Wyświetl Pojedyńczy Post
Stary 26-11-2014, 15:47   #27
Autumm
 
Autumm's Avatar
 
Reputacja: 1 Autumm ma wspaniałą reputacjęAutumm ma wspaniałą reputacjęAutumm ma wspaniałą reputacjęAutumm ma wspaniałą reputacjęAutumm ma wspaniałą reputacjęAutumm ma wspaniałą reputacjęAutumm ma wspaniałą reputacjęAutumm ma wspaniałą reputacjęAutumm ma wspaniałą reputacjęAutumm ma wspaniałą reputacjęAutumm ma wspaniałą reputację
~*~

Powycierana bluza z kapturem, sprane do szarości workowate spodnie od dresu i fryzura “na binturonga” - czyli zwykły poranny strój Amy - nie należał do szczególnie wykwintnych, ale w sumie agent sam sobie był winien, przyłażąc bez wcześniejszego umawiania się... Amy rozejrzała się szybko po mieszkaniu, czy na wierzchu nie leży nic “kompromitującego”, ale prócz rzuconych bez ładu ubrań i rozsypanego piasku z kuwety nie zauważyła nic, co mogłoby zgorszyć - dorosłego w końcu - faceta. Senne malunki jednak wymagały dokładniejszego obejrzenia we względnym spokoju, więc Amy szybko zwinęła je w rulonik, krzyknęła przez drzwi “Zaraz!!” i pobiegła do sypialni, upychając papiery pod zgurduloną pościelą. Zabezpieczywszy w ten sposób swój "skarb", przeczesała na szybko włosy dłonią, chwyciła kubek herbaty i otworzyła szeroko drzwi ze swoim najlepszym uśmiechem.

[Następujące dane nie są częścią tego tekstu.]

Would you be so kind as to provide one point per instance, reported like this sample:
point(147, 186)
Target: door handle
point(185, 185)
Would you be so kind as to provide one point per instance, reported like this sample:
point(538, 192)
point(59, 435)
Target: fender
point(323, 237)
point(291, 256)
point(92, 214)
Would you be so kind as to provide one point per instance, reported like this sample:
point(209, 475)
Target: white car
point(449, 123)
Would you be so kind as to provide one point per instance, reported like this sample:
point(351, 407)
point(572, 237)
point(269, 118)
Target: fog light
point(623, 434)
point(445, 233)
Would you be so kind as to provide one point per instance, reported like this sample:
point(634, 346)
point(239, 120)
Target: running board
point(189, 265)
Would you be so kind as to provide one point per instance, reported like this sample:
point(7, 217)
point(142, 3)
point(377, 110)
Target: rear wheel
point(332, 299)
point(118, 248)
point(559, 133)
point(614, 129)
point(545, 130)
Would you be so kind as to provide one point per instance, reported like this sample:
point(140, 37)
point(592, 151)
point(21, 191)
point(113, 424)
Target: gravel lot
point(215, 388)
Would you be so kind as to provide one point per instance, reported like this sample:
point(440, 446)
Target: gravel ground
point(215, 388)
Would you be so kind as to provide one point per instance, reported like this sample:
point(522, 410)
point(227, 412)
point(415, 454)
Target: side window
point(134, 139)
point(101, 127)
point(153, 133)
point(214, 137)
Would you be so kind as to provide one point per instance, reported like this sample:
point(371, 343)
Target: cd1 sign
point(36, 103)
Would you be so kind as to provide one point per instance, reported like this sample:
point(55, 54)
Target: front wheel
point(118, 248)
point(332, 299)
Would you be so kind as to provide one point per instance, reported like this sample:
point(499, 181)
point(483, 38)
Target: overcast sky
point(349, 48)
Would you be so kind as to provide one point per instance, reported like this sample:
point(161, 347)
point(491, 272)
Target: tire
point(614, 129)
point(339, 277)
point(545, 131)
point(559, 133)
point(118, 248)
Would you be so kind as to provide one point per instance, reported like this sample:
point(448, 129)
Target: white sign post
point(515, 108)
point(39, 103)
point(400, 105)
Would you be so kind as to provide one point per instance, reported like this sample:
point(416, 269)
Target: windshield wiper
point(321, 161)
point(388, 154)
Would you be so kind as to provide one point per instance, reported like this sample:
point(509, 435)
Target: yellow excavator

- Cześć! - przywitała agenta i korzystając z przewagi zaskoczenia, szybo dodała: - Weźmiesz moje poranne gazety? Leżą tam pod twoją prawą stopą. Dzięki. Buty zostaw na tej małej szafeczce. Napijesz się czegoś? Kawy, herbaty, kakao? - wycofała się szybko do kuchni, by nie dopuścić do fizycznego kontaktu i zaczęła przygotowywać gorącą wodę, by agentowi nie przyszło czasem na myśl zbyt blisko się z nią witać.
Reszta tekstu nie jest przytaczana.